26.6.1999 - 27.6.1999

Quand j’ai découvert que j’étais enceinte, j’ai été très excitée. Peu après, mes deux belles-sœurs ont découvert qu’elles aussi attendaient de la famille. Comme c’était excitant : nous aurions trois nouveaux bébés pour Noël. Nous avions tellement de joie à comparer nos situations.

A 18 semaines, mon mari et moi sommes allés à notre premier échographie, espérant découvrir le sexe de notre bébé. Nous avions perdu notre premier bébé à 12 semaines à cause d’une fausse-couche. Notre deuxième enfant, Haley, âgée de 3 ans, était et a toujours été en bonne santé. Nous étions donc sûrs que nous n’avions aucune raison de nous inquiéter pour la santé de notre enfant à naître, pas vrai ?

J’ai su que quelque chose n’allait pas quand l’infirmière est allée chercher le docteur. Il était très amical mais ne disait rien alors qu’il était en train d’étudier l’échographie. Bien que le docteur ne paraisse pas inquiet, l’infirmière, elle, l’était. Il regardait la tête du bébé. J’ai demandé :"est-ce que tout va bien ?" Elle dit, doucement, "je serai là pour vous soutenir". J’ai su que c’était grave. Mon mari, Doug, est entré. Je pleurais comme hystérique et étais si surprise que je ne pouvais pas parler. Doug essayait de me calmer. L’infirmière est revenue avec une boîte de Kleenex dans les mains et a dit : "le docteur vous attend dans son bureau pour parler avec vous". Nous ne savions toujours pas si notre bébé était une fille ou un garçon.

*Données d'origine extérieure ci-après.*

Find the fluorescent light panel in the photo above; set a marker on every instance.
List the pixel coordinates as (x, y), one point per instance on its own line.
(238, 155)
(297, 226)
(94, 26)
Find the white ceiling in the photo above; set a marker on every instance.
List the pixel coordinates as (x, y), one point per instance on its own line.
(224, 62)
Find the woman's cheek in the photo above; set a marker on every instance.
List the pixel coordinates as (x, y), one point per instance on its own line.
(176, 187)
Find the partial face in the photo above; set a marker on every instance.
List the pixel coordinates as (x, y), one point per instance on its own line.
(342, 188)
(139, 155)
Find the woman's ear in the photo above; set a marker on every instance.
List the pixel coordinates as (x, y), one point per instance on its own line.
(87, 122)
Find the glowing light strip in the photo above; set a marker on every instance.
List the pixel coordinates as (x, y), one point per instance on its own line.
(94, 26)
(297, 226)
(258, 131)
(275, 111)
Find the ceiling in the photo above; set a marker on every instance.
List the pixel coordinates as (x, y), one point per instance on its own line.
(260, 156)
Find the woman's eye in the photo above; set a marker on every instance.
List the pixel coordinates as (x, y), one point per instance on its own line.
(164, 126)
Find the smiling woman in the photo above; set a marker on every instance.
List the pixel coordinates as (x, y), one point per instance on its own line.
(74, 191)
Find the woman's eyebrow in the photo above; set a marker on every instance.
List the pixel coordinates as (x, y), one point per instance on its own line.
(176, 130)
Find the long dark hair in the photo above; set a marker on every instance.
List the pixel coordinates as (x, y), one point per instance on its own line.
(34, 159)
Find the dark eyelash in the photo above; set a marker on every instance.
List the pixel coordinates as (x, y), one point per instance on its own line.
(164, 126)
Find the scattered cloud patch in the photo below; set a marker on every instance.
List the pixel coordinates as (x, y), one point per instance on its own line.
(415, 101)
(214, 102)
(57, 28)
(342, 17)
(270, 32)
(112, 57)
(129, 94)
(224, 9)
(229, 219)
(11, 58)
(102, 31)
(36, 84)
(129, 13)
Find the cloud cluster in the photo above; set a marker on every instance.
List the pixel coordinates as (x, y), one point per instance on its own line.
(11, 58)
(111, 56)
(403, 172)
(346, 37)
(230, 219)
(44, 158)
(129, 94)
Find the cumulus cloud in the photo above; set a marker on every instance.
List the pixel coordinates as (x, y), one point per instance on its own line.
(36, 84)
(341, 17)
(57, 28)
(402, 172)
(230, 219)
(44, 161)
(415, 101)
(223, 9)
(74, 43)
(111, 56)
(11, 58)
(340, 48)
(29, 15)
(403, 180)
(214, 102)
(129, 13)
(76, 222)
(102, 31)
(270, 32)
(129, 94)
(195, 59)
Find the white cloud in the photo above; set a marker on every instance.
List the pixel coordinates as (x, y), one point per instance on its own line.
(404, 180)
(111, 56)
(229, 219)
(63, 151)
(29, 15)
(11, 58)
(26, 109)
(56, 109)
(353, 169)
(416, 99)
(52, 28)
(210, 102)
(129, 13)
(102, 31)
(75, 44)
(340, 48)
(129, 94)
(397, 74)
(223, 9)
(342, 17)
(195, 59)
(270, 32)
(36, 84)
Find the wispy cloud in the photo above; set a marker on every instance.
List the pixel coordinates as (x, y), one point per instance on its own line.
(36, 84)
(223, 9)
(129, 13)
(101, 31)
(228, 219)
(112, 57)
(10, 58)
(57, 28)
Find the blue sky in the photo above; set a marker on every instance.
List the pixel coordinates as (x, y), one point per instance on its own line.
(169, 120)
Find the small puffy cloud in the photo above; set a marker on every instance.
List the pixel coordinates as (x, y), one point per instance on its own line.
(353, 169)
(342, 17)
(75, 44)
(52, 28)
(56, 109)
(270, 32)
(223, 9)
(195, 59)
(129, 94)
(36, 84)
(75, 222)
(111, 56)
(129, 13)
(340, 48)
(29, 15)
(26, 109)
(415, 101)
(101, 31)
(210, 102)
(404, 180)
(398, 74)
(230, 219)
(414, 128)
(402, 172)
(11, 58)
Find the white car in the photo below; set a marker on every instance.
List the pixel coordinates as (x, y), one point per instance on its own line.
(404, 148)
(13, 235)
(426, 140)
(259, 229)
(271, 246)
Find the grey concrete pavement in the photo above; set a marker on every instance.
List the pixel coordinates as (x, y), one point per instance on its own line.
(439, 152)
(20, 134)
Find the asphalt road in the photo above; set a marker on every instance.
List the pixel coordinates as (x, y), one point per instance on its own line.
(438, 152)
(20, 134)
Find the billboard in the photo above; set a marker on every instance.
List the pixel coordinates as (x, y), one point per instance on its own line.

Nous étions bouleversés et dans un état de choc. Mais nous avaions toujours l'éspoir qu'on pouvait y remédier par chirurgie ou faire quelque chose. Nous ne pensions pas que notre bébé pourrait mourir.

J’ai essayé de rassembler mes esprits, mais tout ce dont j’étais capable était de pleurer. Notre docteur s’est assis avec nous, les larmes aux yeux, et a dit : "je suis désolé mais votre bébé va mourir". Nous étions choqués et paralysés. Il nous a expliqué que notre bébé avait un défaut fatal, appelé anencéphalie, ce qui signifie que l’enveloppe du cerveau ne se referme pas complètement et que le cerveau est incapable de se développer. J’ai demandé comment il pouvait quand même vivre. Il m’a expliqué que le bébé survivais grâce à moi. J’étais le fil de sa vie. Il nous a ensuite donné deux options : mettre un terme à la grossesse maintenant ou aller jusqu’au terme et laisser la nature suivre son cours. Nous étions très embrouillés. Nous n’avions même jamais entendu parler d’anencéphalie avant. Nous sommes partis, comme paralysés, ne sachant toujours pas si notre bébé était un garçon ou une fille.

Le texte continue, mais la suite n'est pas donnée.